Пища в СИЗО гораздо хуже, чем в ИВС, и мы в камере готовим сами, тюремную еду не берем. За все время нахождения в СИЗО один раз ел кашу на завтрак (в принципе съедобно, если добавить побольше сгущенки) и один раз ел суп. Для готовки используется кипятильник. В какой-то момент приготовление пищи замыкаю на себя, также стараюсь приучать соседей к чистоте, пытаюсь организовать регулярную уборку. Каких-либо конфликтов ни с кем у меня нет, соседи и администрация относятся уважительно. Думаю, что воспринимают меня как почти ребенка, говорят, что в тюрьме я сильно изменюсь, огрубею, прекращу верить людям. Соседи все время учат меня, как нужно общаться с другими заключенными, объясняют, что я должен поменьше улыбаться, поменьше рассказывать о себе, не делиться личным, никому не доверять. Мне все это кажется чем-то искусственным и непривычным.

Мне дают свидание с женой. Радость. Она у меня молодец, держится. Приходят первые письма — от жены, родителей, друзей. Радость в квадрате. Меня помнят, меня не бросили, я жив. Отвечаю им большими письмами, научился говорить с женой в письменном виде. Все равно здесь скучно, особенно когда кончилась последняя книжка, а новые еще не передали. Понимаю, что телека и правда не хватает. Соседи периодически меняются. Отношения со всеми хорошие. Все стараются друг друга поддерживать.

В какой-то момент к нам сажают человека, осужденного к пожизненному лишению свободы. Удивительно мужественно держится. Ему сорок лет, на воле жена и трое детей, а он не выйдет уже никогда. Приходит осознание, что теперь я по другую сторону баррикад. Обсуждаем с ним его дело, даю юридические советы, искренне хочу, чтобы ему снизили срок. Считаю, что никто не заслуживает такой участи, вне зависимости от совершенного (или не совершенного) преступления. Скоро его переводят в другую тюрьму, на прощание мы обнимаемся. Вряд ли когда-то раньше я стал бы обнимать человека, осужденного за несколько убийств.
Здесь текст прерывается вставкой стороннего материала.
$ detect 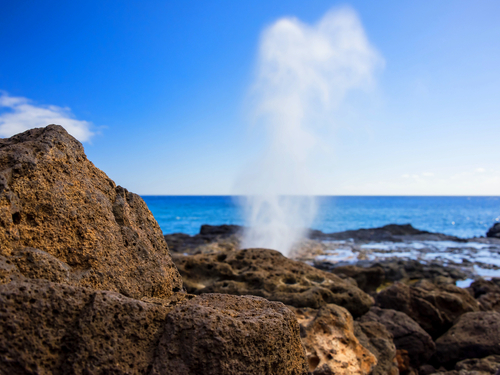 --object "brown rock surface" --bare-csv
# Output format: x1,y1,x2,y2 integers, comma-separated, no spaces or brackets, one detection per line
174,249,373,317
0,280,306,375
435,311,500,369
359,307,436,368
292,305,377,375
151,294,307,375
331,266,385,293
0,125,182,298
354,321,399,375
376,280,479,339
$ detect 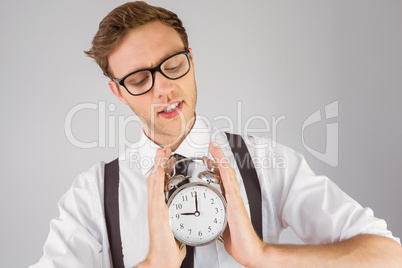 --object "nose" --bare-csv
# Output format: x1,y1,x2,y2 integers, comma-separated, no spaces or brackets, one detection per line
153,72,173,98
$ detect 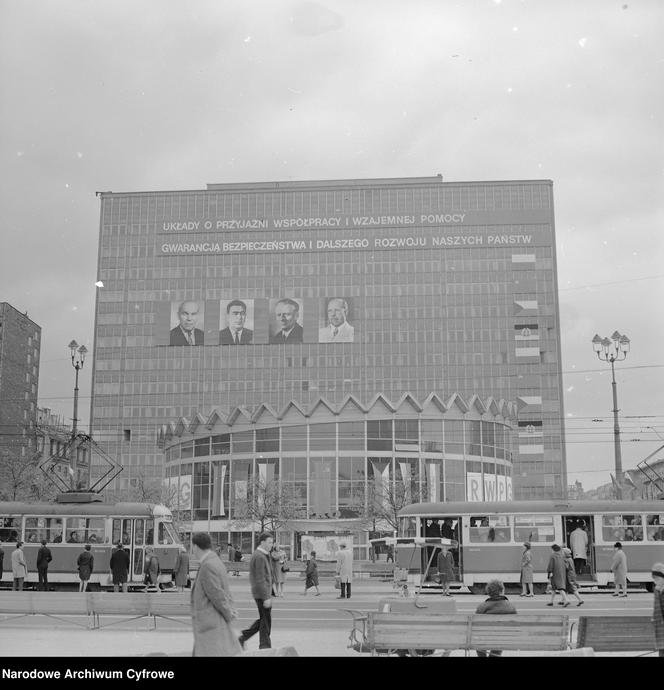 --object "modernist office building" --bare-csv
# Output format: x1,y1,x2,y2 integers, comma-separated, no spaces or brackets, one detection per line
0,302,41,468
91,176,567,543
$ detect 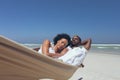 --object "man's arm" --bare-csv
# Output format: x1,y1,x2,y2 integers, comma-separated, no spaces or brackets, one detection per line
81,39,92,50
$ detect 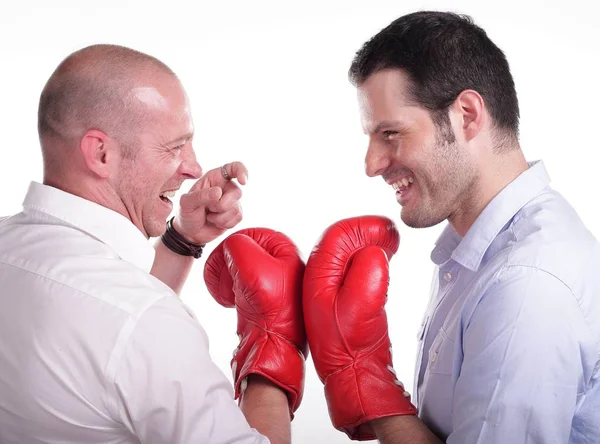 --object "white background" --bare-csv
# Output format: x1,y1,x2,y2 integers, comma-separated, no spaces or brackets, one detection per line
0,0,600,443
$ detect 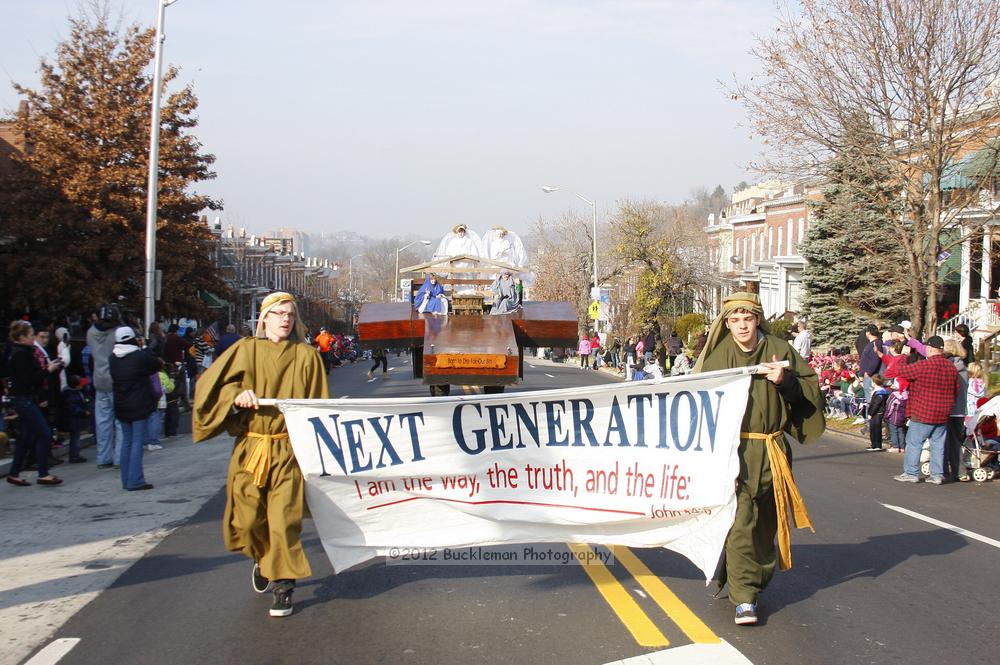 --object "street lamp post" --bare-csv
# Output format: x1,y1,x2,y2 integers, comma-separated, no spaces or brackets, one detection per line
143,0,177,330
542,185,597,300
389,240,431,302
347,254,361,328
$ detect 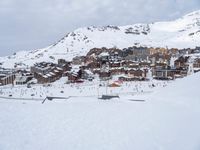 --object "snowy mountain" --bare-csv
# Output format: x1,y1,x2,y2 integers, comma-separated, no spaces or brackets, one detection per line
0,10,200,68
0,73,200,150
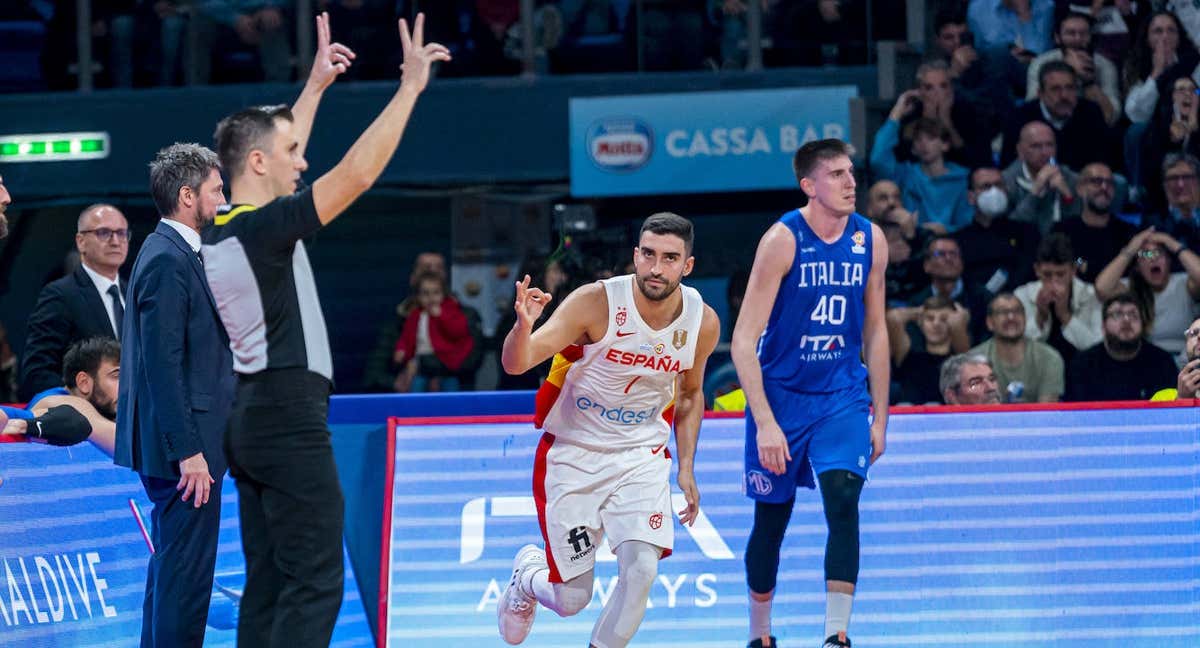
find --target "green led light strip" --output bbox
[0,132,109,163]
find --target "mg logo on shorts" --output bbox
[566,527,592,553]
[746,470,775,494]
[800,335,846,350]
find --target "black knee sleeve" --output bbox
[745,497,796,594]
[817,470,863,583]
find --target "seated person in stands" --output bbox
[5,337,121,456]
[1066,293,1177,401]
[887,295,971,404]
[392,272,475,392]
[870,90,971,232]
[967,293,1063,403]
[937,353,1000,404]
[955,167,1042,295]
[1096,227,1200,355]
[1014,233,1102,365]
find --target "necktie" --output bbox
[108,283,125,340]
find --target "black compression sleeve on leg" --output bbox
[745,497,796,594]
[817,470,863,583]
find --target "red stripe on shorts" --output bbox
[533,432,563,583]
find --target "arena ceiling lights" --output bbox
[0,132,109,163]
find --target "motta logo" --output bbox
[458,493,734,564]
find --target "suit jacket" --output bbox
[18,266,116,401]
[113,223,236,481]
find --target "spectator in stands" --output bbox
[1162,0,1200,55]
[1000,61,1120,169]
[1064,293,1177,401]
[1014,233,1102,366]
[362,252,449,392]
[629,0,707,71]
[967,0,1054,54]
[950,167,1040,295]
[937,353,1000,404]
[20,204,130,400]
[317,0,397,79]
[1025,12,1122,126]
[866,180,934,305]
[191,0,294,84]
[1124,11,1200,124]
[0,323,20,403]
[871,90,971,232]
[1096,228,1200,355]
[496,257,571,390]
[967,293,1063,403]
[1171,319,1200,401]
[1051,162,1138,279]
[887,295,971,404]
[1140,77,1200,205]
[392,272,475,392]
[910,234,988,340]
[1003,119,1079,235]
[934,10,983,91]
[1142,154,1200,251]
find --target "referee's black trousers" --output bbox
[226,368,344,648]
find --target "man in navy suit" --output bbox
[114,144,234,648]
[18,204,130,401]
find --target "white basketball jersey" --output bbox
[544,275,704,449]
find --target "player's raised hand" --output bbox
[757,422,792,475]
[308,11,355,90]
[678,468,700,527]
[400,13,450,92]
[868,419,888,466]
[512,275,554,330]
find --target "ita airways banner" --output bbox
[570,85,858,197]
[385,408,1200,648]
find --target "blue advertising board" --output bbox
[570,85,858,197]
[386,408,1200,648]
[0,443,374,648]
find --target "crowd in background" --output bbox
[0,0,905,90]
[7,0,1200,403]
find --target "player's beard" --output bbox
[88,392,116,421]
[634,275,679,301]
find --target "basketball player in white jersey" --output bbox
[498,214,720,648]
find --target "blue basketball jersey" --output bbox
[758,209,874,392]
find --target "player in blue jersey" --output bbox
[732,139,889,648]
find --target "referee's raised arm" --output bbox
[312,13,450,224]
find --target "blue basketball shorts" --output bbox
[742,385,871,504]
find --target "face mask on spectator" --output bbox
[976,187,1008,216]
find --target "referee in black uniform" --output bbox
[204,14,450,648]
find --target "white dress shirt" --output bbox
[83,263,125,338]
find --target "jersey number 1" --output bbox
[809,295,846,324]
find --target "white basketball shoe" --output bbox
[496,545,547,646]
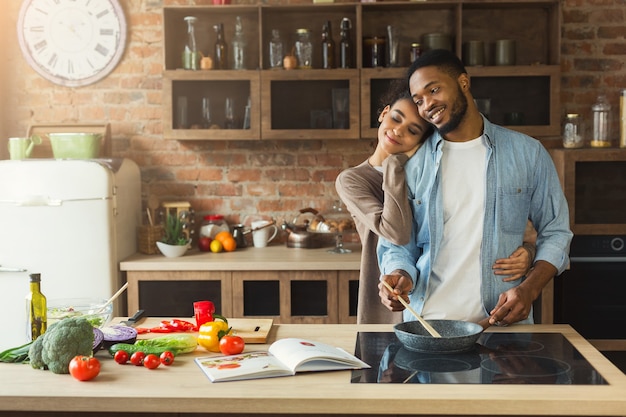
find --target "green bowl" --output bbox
[48,298,113,327]
[48,133,102,159]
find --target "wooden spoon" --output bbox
[148,194,161,226]
[381,281,441,337]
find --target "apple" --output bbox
[198,236,213,252]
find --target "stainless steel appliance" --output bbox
[351,332,607,385]
[0,159,141,351]
[554,235,626,350]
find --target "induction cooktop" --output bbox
[352,332,607,385]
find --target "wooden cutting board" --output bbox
[110,317,274,344]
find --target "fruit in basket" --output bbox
[198,236,212,252]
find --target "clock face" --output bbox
[18,0,126,87]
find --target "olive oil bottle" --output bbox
[26,274,48,341]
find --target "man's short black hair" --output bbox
[407,49,467,80]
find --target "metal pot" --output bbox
[281,207,332,249]
[393,320,483,353]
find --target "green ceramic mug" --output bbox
[7,135,41,159]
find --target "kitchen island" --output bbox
[0,324,626,417]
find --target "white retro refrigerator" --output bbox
[0,159,141,351]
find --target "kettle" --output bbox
[281,207,332,249]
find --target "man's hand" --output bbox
[492,246,532,282]
[489,261,557,326]
[378,271,413,311]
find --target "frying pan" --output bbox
[393,320,483,353]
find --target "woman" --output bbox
[335,81,534,323]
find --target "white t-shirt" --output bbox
[422,136,487,322]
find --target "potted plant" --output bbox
[157,212,189,258]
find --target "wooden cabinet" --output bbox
[120,244,361,324]
[163,0,561,140]
[127,270,359,324]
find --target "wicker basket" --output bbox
[137,225,165,255]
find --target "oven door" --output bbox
[554,236,626,340]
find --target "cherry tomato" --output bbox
[130,352,146,366]
[69,355,100,381]
[113,350,130,365]
[159,350,174,366]
[143,353,161,369]
[220,335,246,355]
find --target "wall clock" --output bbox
[17,0,126,87]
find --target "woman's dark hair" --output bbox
[407,49,467,80]
[376,80,434,142]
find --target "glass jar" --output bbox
[230,16,247,69]
[363,36,387,68]
[200,214,230,239]
[591,94,611,148]
[563,113,583,148]
[295,29,313,69]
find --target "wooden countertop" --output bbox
[0,323,626,416]
[120,244,361,271]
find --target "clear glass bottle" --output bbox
[339,17,353,68]
[230,16,247,69]
[322,21,335,69]
[295,29,313,69]
[269,29,285,69]
[591,94,611,148]
[183,16,200,70]
[409,42,422,64]
[563,113,583,148]
[26,274,48,341]
[213,23,228,69]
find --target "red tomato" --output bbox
[130,352,146,366]
[220,335,241,355]
[198,236,213,252]
[113,350,129,365]
[143,353,161,369]
[69,355,100,381]
[159,350,174,366]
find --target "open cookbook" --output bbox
[195,338,370,382]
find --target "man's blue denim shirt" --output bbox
[378,117,572,323]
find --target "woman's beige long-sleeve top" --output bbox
[335,154,413,323]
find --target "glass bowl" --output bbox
[48,298,113,327]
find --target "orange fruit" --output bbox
[213,230,233,243]
[222,236,237,252]
[209,239,224,253]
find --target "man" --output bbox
[378,50,572,326]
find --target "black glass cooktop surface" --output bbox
[352,332,607,385]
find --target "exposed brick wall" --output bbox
[0,0,626,234]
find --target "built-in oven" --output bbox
[554,235,626,350]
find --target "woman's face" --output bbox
[378,98,429,154]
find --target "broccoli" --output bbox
[29,317,94,374]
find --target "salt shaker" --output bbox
[591,94,611,148]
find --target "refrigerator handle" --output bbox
[0,196,63,207]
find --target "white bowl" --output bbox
[157,242,189,258]
[48,298,113,327]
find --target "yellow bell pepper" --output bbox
[198,314,232,352]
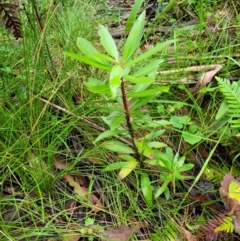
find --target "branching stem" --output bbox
[121,80,141,166]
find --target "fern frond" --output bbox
[216,77,240,129]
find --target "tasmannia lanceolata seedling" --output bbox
[65,5,191,206]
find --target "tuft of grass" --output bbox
[0,0,239,240]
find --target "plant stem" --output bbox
[121,80,142,163]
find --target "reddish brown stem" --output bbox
[121,80,142,163]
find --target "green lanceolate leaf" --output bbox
[109,65,123,98]
[64,52,112,72]
[104,162,127,172]
[229,182,240,203]
[98,25,119,61]
[124,40,175,66]
[118,157,138,180]
[125,0,144,35]
[128,85,170,97]
[122,11,146,63]
[134,139,155,159]
[123,75,155,84]
[101,141,135,154]
[215,99,229,120]
[84,78,111,95]
[141,173,152,207]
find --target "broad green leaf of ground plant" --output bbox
[83,78,111,95]
[64,52,112,72]
[124,0,144,35]
[141,173,153,207]
[98,25,119,61]
[229,182,240,203]
[122,11,146,65]
[134,139,155,159]
[128,85,170,97]
[77,37,114,66]
[118,155,138,180]
[124,40,175,66]
[109,65,123,99]
[123,75,155,84]
[101,141,135,154]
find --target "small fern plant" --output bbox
[216,77,240,136]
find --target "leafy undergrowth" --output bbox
[0,1,240,241]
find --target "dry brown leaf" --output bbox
[191,64,223,93]
[102,224,140,241]
[182,228,197,241]
[197,64,223,89]
[219,173,239,215]
[63,175,103,212]
[233,210,240,233]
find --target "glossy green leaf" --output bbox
[122,11,146,63]
[64,52,112,72]
[128,85,170,97]
[229,181,240,203]
[101,141,135,154]
[109,65,123,98]
[144,130,165,141]
[131,95,155,111]
[94,53,116,63]
[83,78,111,95]
[215,99,229,120]
[132,59,164,77]
[141,173,153,207]
[125,40,175,66]
[148,141,167,148]
[124,0,144,35]
[134,139,155,159]
[123,75,155,84]
[118,158,138,180]
[98,25,119,61]
[104,162,126,171]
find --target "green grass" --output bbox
[0,1,239,241]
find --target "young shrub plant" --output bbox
[65,8,192,206]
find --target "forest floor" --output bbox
[0,0,240,241]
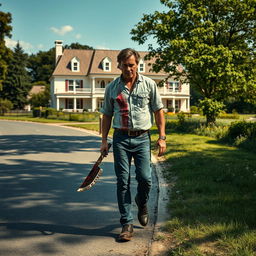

В один из моментов соседей переводят в другие камеры, и мы остаемся вдвоем с Игорем, ранее судимым, отсидевшим в общей сложности уже лет 6. Он с высоты своего опыта объясняет мне, что скоро к нам кого-нибудь подселят и, если его в этот момент не будет в камере (его часто возили в суд), я не должен пускать этого человека за общий стол, потому что не исключается, что это будет гомосексуалист. Если же пустить гомосексуалиста за общий стол, то он “загасит” всех и отношения ко всей камере со стороны других заключенных будет соответствующее. Согласно данным мне рекомендациям я должен вначале спросить у новенького, “не балуется ли он под хвост”. Смешно. Представляю себе, как я подхожу к этому новенькому и спрашиваю: “Извините, как там у вас в области хвоста?”. Новенького скоро подселяют, с хвостовой частью у него все в порядке, и вообще он отличный человек.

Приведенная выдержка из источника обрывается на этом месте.